In clinical practice, even after an appropriate diagnosis is made for an individual patient and the decision is made to use a medication from a particular pharmacotherapeutic class (for example an antidepressant for depression), multiple variables need to be considered prior to selecting a specific agent. The physician should take the following into account: (1) patient acuity and the need to address the most dangerous presenting symptoms (e.g. behavioral agitation, suicidality, catatonia, etc.) first, (2) the patient’s past treatment history, (3) pre-existing medical conditions in order to minimize any increase in medical risk, (4) possible medication interactions, (5) the time required for amelioration of symptoms, (6) a medication’s known side effect profile and how this may affect presenting symptoms, (7) the need to minimize the use of polytherapy, (8) possible pharmacogenetic factors and hereditary patterns of drug response and tolerance, and (9) financial cost-benefit considerations.

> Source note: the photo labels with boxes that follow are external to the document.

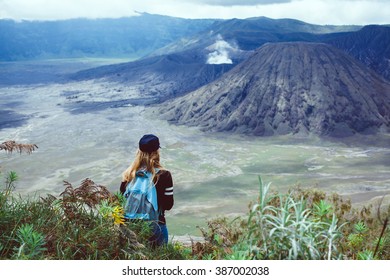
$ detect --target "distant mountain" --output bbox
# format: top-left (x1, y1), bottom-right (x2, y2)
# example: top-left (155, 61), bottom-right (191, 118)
top-left (0, 13), bottom-right (215, 61)
top-left (154, 17), bottom-right (361, 55)
top-left (326, 25), bottom-right (390, 80)
top-left (156, 43), bottom-right (390, 137)
top-left (70, 49), bottom-right (234, 99)
top-left (72, 17), bottom-right (358, 100)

The practicing physician should consider these issues prior to initiating treatment.(Ansari, Osser, et al. 2009)
Characteristics of the major classes of psychotropics and their use in adults are discussed below. Children and adolescents may tolerate or respond to these medications differently. The use of psychopharmacological therapies in these age groups is outside the scope of this book.